What are the main services?
The Chat Room uses Tonality AI's capabilities for Alexa integration and text generation, and a Large Language Model (LLM) to support the content. For any given session, we use Meta's Llama, Anthropic's Claude, or OpenAI's GPT model. For Alexa devices with screens, we may also fetch a Wikipedia image for the celebrity when available.
How are you using the LLM?
We try to make the chat as convincing and as entertaining as possible not just by delivering realistic answer content (which most LLMs are generally good at, to a certain point), but also by providing those answers in a tone of voice appropriate to the celebrity. This is crucial for the perceived authenticity of the simulation, and means creating a rigorous 'system prompt' to prime the LLM's responses in terms of the language to be used in the reply.

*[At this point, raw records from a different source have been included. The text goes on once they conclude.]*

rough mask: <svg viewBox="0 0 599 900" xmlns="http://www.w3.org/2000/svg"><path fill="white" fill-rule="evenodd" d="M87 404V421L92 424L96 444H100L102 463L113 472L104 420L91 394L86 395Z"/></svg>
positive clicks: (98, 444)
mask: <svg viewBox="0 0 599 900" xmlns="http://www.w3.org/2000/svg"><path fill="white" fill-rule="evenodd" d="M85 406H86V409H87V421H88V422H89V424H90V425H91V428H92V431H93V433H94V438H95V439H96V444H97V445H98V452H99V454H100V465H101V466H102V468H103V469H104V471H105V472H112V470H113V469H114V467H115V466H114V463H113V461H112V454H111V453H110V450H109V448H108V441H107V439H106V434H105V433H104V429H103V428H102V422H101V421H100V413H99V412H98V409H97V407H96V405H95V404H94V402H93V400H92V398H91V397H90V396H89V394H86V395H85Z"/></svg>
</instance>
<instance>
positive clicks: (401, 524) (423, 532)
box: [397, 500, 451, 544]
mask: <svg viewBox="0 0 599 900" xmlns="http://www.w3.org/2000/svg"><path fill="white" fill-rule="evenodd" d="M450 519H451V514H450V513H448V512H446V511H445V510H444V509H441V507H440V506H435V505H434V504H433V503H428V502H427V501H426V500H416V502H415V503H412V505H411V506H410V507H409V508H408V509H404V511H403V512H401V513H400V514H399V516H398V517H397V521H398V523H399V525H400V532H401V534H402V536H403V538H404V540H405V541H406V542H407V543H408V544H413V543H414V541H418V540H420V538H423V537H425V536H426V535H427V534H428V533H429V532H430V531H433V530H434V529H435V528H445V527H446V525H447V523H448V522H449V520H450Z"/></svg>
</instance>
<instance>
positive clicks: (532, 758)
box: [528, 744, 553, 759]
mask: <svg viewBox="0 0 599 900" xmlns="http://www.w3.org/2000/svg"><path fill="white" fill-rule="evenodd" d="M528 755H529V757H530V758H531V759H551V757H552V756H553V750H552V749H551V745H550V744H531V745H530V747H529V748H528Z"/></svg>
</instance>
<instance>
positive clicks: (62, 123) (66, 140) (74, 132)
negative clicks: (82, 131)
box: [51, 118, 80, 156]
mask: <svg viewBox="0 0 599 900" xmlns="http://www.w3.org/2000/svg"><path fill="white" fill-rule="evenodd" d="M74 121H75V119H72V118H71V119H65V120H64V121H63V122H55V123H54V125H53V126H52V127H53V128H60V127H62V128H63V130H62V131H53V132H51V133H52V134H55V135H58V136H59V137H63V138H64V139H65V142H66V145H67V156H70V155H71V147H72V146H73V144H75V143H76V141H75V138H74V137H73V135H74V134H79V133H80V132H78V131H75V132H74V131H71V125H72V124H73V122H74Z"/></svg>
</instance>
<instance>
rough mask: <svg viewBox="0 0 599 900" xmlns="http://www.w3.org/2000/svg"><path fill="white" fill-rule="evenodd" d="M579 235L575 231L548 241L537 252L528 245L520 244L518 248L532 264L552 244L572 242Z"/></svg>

Part of the trade-off with a model such as GPT is that its answers are generally 'safe' in terms of content. This is a huge plus: it is crucial for a positive family user experience. But it can also take the edge off a character's tone of voice (try getting even Gordon Ramsay to swear!) and can sound formulaic over multiple responses. The quality of our prompts to address this while maintaining family-appropriate content is an area of active investment.

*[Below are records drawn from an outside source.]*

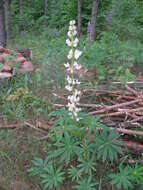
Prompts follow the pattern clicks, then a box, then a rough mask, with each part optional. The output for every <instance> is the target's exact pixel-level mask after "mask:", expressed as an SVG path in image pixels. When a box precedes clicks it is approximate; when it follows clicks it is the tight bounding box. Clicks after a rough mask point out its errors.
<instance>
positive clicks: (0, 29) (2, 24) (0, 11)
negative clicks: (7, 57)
mask: <svg viewBox="0 0 143 190" xmlns="http://www.w3.org/2000/svg"><path fill="white" fill-rule="evenodd" d="M0 45H2V46H3V47H5V46H6V31H5V14H4V1H3V0H0Z"/></svg>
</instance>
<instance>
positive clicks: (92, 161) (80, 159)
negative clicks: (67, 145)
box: [77, 155, 96, 176]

In order to maintain the coherence of the conversation over multiple turns, we must keep the most recent parts of the conversation, until the user ends the session or changes chat partner. This means maintaining a window of the conversation state, and supplying it to the LLM as part of the prompt set.
These functions of the prompt set lead to another tradeoff: quality of the conversation versus cost and latency of the API. Better prompts typically use more words, but this increases the monetary cost and the latency in using the LLM API. Response latency is particularly important for us, because Alexa only ever gives us 8 seconds to respond to the user (if we don't get back in time, the skill is abruptly ended for the user).
So our prompts have to be lean in encoding the 'priming' instructions and the dialogue state, and the reply length must be similarly optimized to mitigate cost at scale and timeout risk.
Our current system is only able to attempt responses at the word and phrase level. We do not produce audio with the celebrity's actual vocal characteristics (although we do try to select a 'least wrong' Text-to-Speech engine based on the gender and nationality of the celebrity). But we are excited by emerging voice-cloning solutions (custom speech synthesis engines based on audio from a particular speaker) that may enable this capability.
What about the Alexa part?
For recognizing what the user is asking, we built 'intents' and 'slots' in the Alexa Skills Kit, and handlers to convert them to LLM calls and/or user responses. The intents and slots specify the words and phrases that people use to talk to Alexa. So in our case, they cover the most likely people-entities to be requested, and questions to be asked (the Alexa system requires these to be specified, since it will only pass to the skill speech that matches specific intents and slots). This process was non-trivial, since no existing dataset is available, though it's fair to say that the LLMs themselves are not unhelpful in generating a first cut at entity and chat data!
The voice user experience is designed to allow simple switching of chat partners, and our responses try to 'prime' the user to ask questions (rather than give statements, which, as a set of inputs, is too diverse for our intents to be able to recognize). Interestingly, this is not dissimilar in concept to the manner in which we prime the other side of the conversation with the LLM.